Over one forth of all households in the US are single-parent households.

This is her story.

I honestly never intended to have children. I wasn't one of those little girls that dreamed of motherhood. When my husband and I got married, we both went into it knowing neither of us wanted a child. 

Then something changed.

The possibility of a child came up in discussion in the bathroom over morning teeth brushing. For the next few weeks, we talked about it, and decided together that I'd finish the birth control pill pack I was taking, and not refill it. I'd been on the pill for more than ten years - it might take ages to get pregnant

In no time at all, I was pregnant. And I was excited. I had an easy pregnancy; I loved being pregnant. I was one of the fortunate women that felt round and ripe, beautiful and strong while pregnant. 

Baby boy was born, and all was well. Breastfeeding went well, and being a mom - though hard - felt comfortable.

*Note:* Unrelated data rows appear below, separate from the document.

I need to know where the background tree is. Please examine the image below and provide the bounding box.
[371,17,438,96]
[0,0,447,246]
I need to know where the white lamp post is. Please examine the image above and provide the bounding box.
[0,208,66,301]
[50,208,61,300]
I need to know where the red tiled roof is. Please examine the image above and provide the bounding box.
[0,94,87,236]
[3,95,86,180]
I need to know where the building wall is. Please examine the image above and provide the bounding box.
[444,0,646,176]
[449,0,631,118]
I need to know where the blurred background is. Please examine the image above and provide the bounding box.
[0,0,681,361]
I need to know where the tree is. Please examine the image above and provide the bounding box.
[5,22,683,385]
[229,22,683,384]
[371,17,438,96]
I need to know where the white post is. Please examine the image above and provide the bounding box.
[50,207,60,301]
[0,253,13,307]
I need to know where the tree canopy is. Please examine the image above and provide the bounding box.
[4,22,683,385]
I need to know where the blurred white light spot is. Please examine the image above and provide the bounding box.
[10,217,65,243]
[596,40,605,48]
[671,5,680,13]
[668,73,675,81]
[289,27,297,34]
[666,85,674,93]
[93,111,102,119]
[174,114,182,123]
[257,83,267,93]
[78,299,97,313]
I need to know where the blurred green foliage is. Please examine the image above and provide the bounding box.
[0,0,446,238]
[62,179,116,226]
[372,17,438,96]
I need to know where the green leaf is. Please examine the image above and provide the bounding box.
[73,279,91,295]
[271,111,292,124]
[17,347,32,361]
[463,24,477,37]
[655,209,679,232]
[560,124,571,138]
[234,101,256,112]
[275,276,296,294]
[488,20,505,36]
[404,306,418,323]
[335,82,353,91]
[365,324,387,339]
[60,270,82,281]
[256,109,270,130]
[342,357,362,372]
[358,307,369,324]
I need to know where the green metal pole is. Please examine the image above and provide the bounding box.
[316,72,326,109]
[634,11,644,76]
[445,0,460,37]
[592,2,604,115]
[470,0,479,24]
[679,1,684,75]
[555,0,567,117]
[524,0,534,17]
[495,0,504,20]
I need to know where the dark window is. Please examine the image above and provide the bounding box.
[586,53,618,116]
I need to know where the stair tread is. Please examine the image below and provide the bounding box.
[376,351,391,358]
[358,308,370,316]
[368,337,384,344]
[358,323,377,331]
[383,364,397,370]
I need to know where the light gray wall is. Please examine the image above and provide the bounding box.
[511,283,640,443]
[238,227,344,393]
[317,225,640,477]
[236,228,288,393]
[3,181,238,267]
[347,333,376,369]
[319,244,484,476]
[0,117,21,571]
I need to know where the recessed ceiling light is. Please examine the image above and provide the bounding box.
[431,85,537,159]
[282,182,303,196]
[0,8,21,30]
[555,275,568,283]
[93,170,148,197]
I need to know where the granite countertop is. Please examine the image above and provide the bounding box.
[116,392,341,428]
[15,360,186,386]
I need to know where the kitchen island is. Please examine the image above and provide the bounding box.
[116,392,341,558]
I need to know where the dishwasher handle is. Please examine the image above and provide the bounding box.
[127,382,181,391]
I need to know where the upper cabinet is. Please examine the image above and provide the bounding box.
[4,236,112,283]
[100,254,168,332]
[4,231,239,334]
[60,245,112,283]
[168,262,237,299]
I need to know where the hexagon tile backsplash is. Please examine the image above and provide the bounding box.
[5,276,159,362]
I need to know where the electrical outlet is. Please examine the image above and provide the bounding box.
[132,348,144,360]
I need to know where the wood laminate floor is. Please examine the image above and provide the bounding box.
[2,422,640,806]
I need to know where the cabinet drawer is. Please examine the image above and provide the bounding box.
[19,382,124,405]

But I realized something was wrong with my marriage.

I felt like a single mom who happened to be married. I did more than 95% of the baby work. I went back to work after eight weeks, and yet somehow all the child care was still my responsibility. My husband was not the parenting partner I'd thought he would be.

These weren't the only problems in my marriage, but they were the final straw on my camel's back.

I sought the divorce.

I am happier for it. Sometimes, though, I miss having someone to turn to for help. While I was married, on those days, when I was at the end of my rope, I could turn to him and say, "I just can't do it." 

And he would rock the baby to bed, or bathe him. I'd use that short break and regain my balance. 

Now I really am a single parent. I find that I get frustrated more quickly. I raise my voice more often. I instantly regret it when I do it and then I feel guilty.

Sometimes, I think he's now the better parent. We're amicable enough and sometimes it seems to me that he handles our son better than I do. That he gained patience, after our divorce, while I lost it. 

Don't get me wrong, I have friends and family as a support network. But it's not the same as having someone right there in the house with you to share the burdens and the joys. 

I never understood the truth of needing a village to raise a child, but I do now. When you are tasked with filling every role in the village, you realize how hard parenting is.

You come to appreciate how much you really need the rest of the village.